Member of the Missouri House of Representatives
- In office 2003–2007
- Preceded by: Phil Smith
- Succeeded by: Ed Schieffer

Personal details
- Born: May 30, 1941 (age 85)
- Party: Democratic
- Spouse: Dottie Prinster
- Children: 9
- Education: University of Missouri (BA)
- Occupation: High school teacher and coach, farmer, politician

= Wayne J. Henke =

American politician (born 1941)

Wayne J. Henke (born May 30, 1941) is a former high school teacher and coach, a retired farmer, and a former politician. He served as a Democrat in the Missouri House of Representatives. He lives in Troy, Missouri, with his wife, the former Dottie Prinster, and has nine children, twenty-one grandchildren, and five great-grandchildren.

He was born in Chesterfield, Missouri, later moving and graduating from the Lincoln County R-IV High School. He received his bachelor's degree in education from University of Missouri. He was a member of the Missouri Tigers baseball team in 1964. He went on to become a high school math, health, and physical education teacher and a coach for ten years. He coached baseball, basketball, and track at Winfield High School from 1965-1970 and coached basketball and track at Fort Zumwalt High School from 1970-1975.

He served in the United States Army Reserves from 1962-1970 and saw six months of active duty. In 1986, he was elected the Lincoln County Assessor. He has also served on the Silex R-1 School Board. He was appointed to the Missouri Ethics Commission by Governor Eric Greitens from 2019-2023.
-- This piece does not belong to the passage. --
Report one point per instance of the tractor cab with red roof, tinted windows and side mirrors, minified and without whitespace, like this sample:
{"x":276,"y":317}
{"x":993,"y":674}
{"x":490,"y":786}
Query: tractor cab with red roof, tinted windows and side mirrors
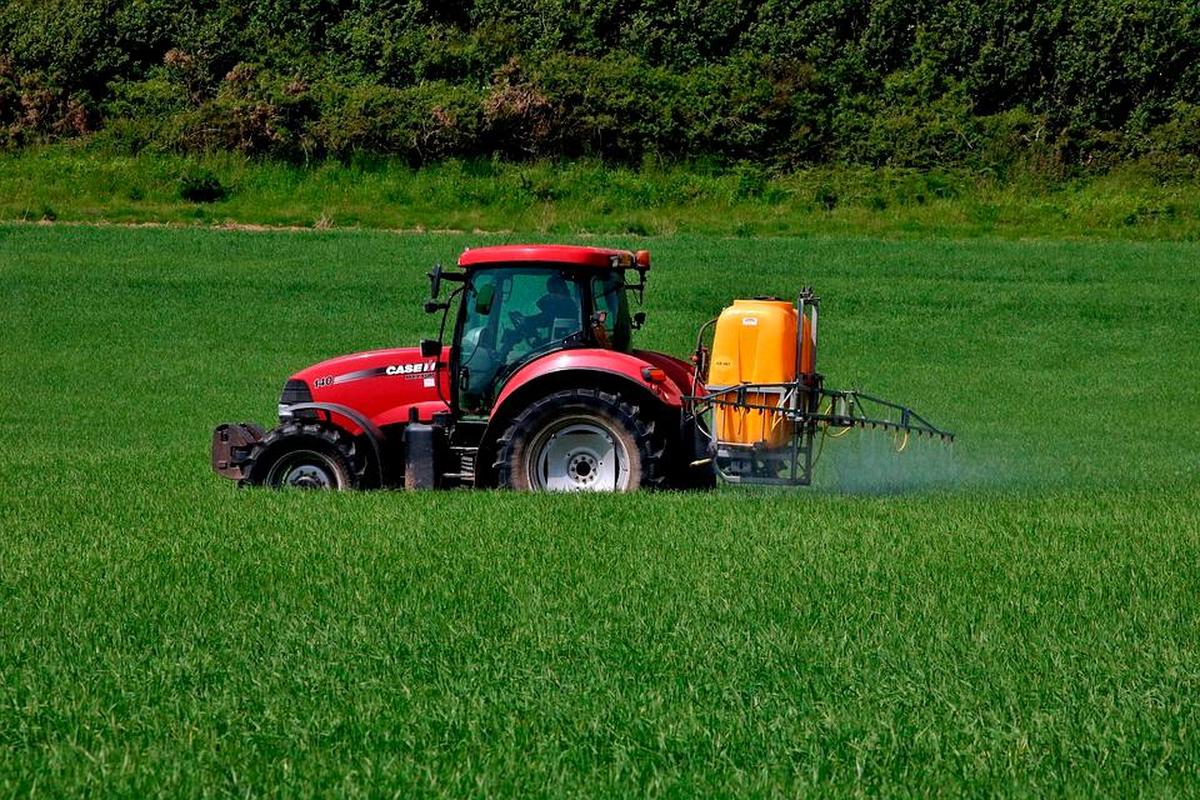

He is a member of Sacred Heart Catholic Church, the Knights of Columbus, the Farm Bureau, the Lincoln County Fair Board (serving as chair in 1978), the Lincoln County Memorial Hospital Advisory Board (serving as chair in 1995), and the Lincoln County Democratic Club. He has been recognized for his work by inclusion in Winfield, Missouri's R-IV Wall of Fame and the St. Charles County Amateur Baseball Hall of Fame.

He was first elected to the Missouri House of Representatives in 2002, winning reelection in 2004. In 2006 he ran for the Missouri Senate, losing to Scott Rupp. During his tenure in the House, he served on the following committees:
- Appropriations - Agriculture and Natural Resources;
- Health Care Policy;
- Transportation;
- Joint Committee on Transportation Oversight;
- Joint Committee on Wetlands;
- Joint Interim Committee on Intermodal Transportation;
- Special Committee on Immigration Reform;
- Interim Committee on Health Care Access and Affordability; and
- Interim Committee on Transportation.